Hamas przekazał Izraelowi trumny z ciałami czterech zakładników. Podczas autopsji stwierdzono jednak, że jedno z nich nie należy do porwanej zakładniczki Sziri Bibas, która zginęła w Gazie wraz z dziećmi. Strona izraelska przekazała, że to naruszenie porozumenia o zawieszeniu broni.
W przekazaniu ciał pomagał Czerwony Krzyż. Zmarli, to posiadający polskie obywatelstwo Oded Lifszic, dziennikarz i aktywista pokojowy, dwójka izraelskich dzieci — Ariel oraz Kfir. Chłopcy byli najmłodszymi zakładnikami Hamasu. W jednej z trumien miała znajdować się także ich matka — Sziri Bibas, ale wyniki DNA po sekcji zwłok temu zaprzeczają.
„To anonimowe, niezidentyfikowane ciało”, przekazała strona izraelska, dodając, że powiadomiła rodzinę, w tym męża Sziri, Jardena Bibasa, który został uwolniony przez Hamas na początku miesiąca.
Bojownicy z Hamasu przekazali, że Bibas i jej dzieci zginęli w wyniku izraelskiego nalotu na początku wojny, jednak Izrael potwierdził, że zakładnicy zostali zabici przez terrorystów.
Rodzina stała się symbolem ataku Hamasu z 7 października 2023 r., kiedy wszyscy zostali uprowadzeni z kibucu Nir Oz w południowym Izraelu.
Kfir, który w chwili porwania miał 9 miesięcy, był najmłodszym ze wszystkich zakładników.
W rozmowie z telewizją CNN, amerykański wysłannik ds. zakładników Adam Boehler powiedział, że niezwrócenie ciała Sziri jest „wyraźnym naruszeniem” zawieszenia broni, które weszło w życie w styczniu.
„Gdybym był na ich miejscu, uwolniłbym wszystkich albo czeka ich całkowita zagłada” - powiedział Boehler ostrzegając Hamas.
Oświadczenie pojawiło się kilka godzin po tym, jak eksplozje wstrząsnęły trzema zaparkowanymi autobusami w Bat Jam na Zachodnim Brzegu.
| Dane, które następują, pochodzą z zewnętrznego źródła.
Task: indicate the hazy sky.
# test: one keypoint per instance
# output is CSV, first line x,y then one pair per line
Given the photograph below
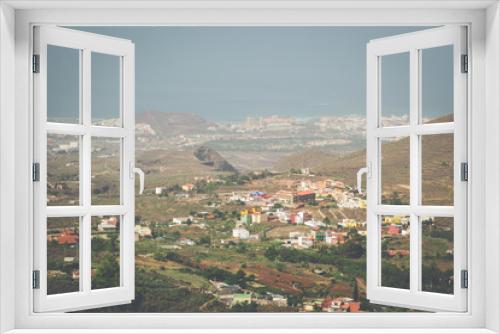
x,y
227,73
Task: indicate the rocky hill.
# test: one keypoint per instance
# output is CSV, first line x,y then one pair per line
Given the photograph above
x,y
168,124
212,158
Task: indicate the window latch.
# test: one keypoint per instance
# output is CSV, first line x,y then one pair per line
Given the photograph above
x,y
464,171
36,172
464,279
36,279
465,64
36,64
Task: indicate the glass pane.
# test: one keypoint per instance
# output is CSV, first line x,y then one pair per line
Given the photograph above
x,y
105,252
437,254
63,84
105,89
437,169
63,273
395,89
106,171
63,170
395,170
437,84
395,245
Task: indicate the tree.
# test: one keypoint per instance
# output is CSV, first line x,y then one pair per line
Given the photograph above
x,y
107,273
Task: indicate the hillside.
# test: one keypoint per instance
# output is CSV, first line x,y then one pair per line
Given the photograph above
x,y
437,166
210,157
168,124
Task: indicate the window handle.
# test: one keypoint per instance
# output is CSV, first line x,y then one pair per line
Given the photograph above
x,y
139,172
361,171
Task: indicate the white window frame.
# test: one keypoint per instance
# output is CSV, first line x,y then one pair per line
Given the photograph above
x,y
412,44
85,43
16,20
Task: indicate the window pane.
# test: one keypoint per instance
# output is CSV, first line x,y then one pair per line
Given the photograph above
x,y
106,171
395,245
105,252
63,255
63,170
437,84
437,169
63,84
437,254
105,89
395,89
395,171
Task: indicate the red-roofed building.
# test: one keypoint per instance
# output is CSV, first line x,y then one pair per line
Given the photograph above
x,y
304,196
393,230
67,237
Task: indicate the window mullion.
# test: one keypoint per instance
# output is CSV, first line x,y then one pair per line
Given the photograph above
x,y
415,271
85,168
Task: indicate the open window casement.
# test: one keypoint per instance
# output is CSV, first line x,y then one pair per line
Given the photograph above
x,y
84,130
399,230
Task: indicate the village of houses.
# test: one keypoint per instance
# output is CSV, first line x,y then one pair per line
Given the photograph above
x,y
297,207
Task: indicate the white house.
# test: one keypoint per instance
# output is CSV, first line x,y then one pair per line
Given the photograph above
x,y
241,233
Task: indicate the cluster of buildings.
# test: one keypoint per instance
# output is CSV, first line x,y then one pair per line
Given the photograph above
x,y
232,295
303,240
66,236
332,305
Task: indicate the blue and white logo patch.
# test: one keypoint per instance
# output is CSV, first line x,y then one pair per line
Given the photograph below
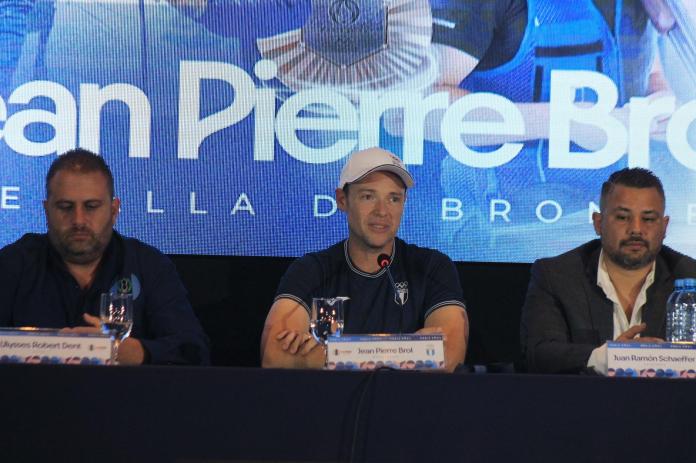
x,y
127,285
401,295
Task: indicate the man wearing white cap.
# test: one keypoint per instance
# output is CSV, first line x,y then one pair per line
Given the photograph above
x,y
424,297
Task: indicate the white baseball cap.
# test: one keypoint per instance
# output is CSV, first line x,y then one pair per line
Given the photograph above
x,y
363,163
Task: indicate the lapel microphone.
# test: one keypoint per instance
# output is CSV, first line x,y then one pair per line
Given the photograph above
x,y
384,260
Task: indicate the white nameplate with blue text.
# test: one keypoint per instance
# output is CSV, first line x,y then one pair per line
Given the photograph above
x,y
34,345
397,351
663,360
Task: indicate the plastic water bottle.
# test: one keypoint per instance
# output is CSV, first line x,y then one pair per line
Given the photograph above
x,y
681,312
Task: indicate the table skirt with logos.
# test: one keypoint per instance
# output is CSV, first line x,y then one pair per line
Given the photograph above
x,y
187,414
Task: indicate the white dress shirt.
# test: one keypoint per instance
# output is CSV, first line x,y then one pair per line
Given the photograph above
x,y
598,358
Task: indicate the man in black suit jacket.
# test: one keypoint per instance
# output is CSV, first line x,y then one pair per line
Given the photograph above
x,y
612,288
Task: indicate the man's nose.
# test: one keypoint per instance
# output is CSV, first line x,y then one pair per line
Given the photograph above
x,y
635,226
79,215
380,207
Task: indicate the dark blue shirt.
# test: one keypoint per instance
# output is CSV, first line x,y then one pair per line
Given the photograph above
x,y
36,289
427,279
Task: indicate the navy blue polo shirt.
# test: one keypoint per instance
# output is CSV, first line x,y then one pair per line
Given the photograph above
x,y
427,280
36,289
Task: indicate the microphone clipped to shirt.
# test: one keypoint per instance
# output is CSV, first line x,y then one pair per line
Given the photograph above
x,y
383,260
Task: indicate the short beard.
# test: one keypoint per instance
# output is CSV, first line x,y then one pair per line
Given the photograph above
x,y
81,256
627,262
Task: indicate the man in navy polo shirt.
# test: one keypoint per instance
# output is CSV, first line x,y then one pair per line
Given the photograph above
x,y
426,296
55,280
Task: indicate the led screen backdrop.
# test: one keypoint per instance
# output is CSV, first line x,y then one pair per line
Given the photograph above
x,y
226,122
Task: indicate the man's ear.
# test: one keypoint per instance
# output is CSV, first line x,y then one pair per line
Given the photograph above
x,y
597,222
341,199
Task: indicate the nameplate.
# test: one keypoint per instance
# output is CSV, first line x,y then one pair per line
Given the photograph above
x,y
397,351
664,360
34,345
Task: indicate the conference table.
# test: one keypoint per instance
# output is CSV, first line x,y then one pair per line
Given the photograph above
x,y
216,414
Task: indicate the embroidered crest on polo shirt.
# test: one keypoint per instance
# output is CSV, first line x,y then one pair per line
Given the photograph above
x,y
401,294
127,285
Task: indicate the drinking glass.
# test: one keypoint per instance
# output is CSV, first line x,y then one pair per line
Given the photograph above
x,y
116,316
326,318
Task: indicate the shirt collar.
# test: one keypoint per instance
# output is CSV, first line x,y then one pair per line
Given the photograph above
x,y
604,282
365,274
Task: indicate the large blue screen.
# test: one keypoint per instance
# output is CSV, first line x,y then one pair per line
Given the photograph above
x,y
227,122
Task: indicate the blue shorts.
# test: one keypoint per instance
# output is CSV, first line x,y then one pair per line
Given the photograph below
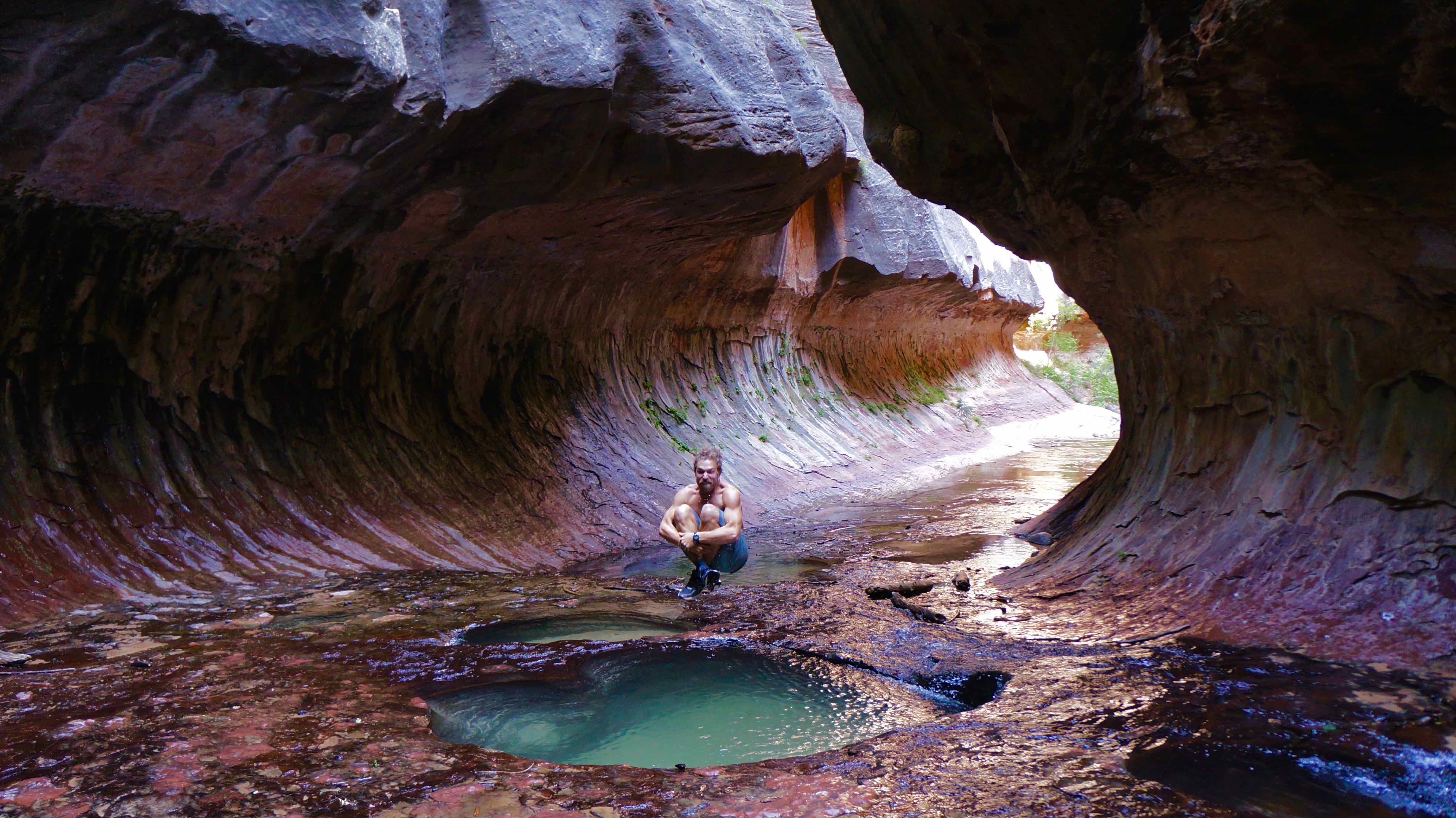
x,y
732,557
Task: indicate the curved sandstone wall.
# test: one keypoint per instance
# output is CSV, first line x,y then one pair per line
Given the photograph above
x,y
1254,203
446,285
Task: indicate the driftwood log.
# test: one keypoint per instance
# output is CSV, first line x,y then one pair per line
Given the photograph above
x,y
905,590
924,615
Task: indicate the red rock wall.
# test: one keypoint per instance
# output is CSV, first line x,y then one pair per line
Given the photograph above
x,y
1254,203
282,301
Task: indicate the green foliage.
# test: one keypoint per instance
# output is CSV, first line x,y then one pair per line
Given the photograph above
x,y
1094,382
1062,343
654,411
922,391
887,408
1068,312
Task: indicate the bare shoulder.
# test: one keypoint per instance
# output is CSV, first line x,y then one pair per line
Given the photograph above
x,y
732,496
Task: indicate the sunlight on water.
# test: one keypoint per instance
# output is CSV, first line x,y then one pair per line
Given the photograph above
x,y
697,707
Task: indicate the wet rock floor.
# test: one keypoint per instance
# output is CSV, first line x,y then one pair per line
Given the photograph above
x,y
311,701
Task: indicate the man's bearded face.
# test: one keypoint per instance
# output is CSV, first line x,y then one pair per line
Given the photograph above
x,y
707,474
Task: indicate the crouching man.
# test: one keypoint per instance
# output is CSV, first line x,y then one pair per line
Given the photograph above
x,y
705,520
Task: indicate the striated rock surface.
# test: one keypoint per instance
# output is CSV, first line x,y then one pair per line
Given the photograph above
x,y
365,286
1254,203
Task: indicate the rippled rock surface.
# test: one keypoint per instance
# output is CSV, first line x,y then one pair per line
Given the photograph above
x,y
368,286
1253,202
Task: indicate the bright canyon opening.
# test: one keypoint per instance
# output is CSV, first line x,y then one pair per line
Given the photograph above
x,y
353,352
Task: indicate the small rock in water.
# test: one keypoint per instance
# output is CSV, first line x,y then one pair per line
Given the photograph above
x,y
905,590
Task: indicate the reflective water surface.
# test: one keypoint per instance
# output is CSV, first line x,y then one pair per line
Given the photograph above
x,y
700,707
1278,734
602,628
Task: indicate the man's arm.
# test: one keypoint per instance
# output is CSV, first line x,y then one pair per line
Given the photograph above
x,y
733,522
666,529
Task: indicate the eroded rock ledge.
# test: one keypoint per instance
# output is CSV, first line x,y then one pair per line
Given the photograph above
x,y
1254,203
446,286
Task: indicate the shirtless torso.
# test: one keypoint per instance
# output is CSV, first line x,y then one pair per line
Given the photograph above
x,y
705,520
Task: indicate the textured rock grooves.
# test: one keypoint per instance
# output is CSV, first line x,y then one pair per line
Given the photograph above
x,y
375,287
1254,203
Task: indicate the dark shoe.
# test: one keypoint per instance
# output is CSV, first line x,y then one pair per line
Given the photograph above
x,y
692,587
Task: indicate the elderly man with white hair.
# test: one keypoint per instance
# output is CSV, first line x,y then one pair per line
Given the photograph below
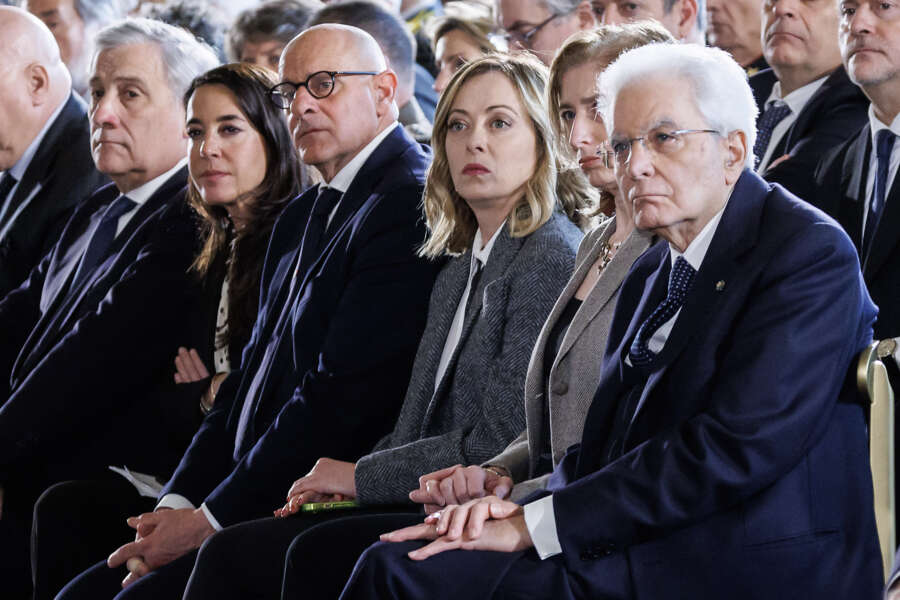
x,y
723,456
Premier Izraela Benjamin Netanjahu nakazał wojsku rozprawić się z bojownikami.
Władze izraelskie stwierdziły, że był to atak terrorystyczny, ale nie podano, kto ponosi odpowiedzialność za eksplozje.
Hamas miał w sobotę przekazać kolejnych sześciu żywych zakładników w zamian za setki palestyńskich więźniów przetrzymywanych przez siły izraelskie. Obecnie nie jest jasne, czy zaplanowana wymiana dojdzie do skutku.
Nie jest również jasne, czy rozejm, który wstrzymał 15 miesięcy walk, zostanie przedłużony po zakończeniu jego pierwszej fazy na początku marca.
Oczekuje się, że negocjacje dotyczące drugiej fazy, które mają obejmować zwrot około 60 pozostałych zakładników w Strefie Gazy i pełne wycofanie wojsk izraelskich, rozpoczną się w najbliższych dniach.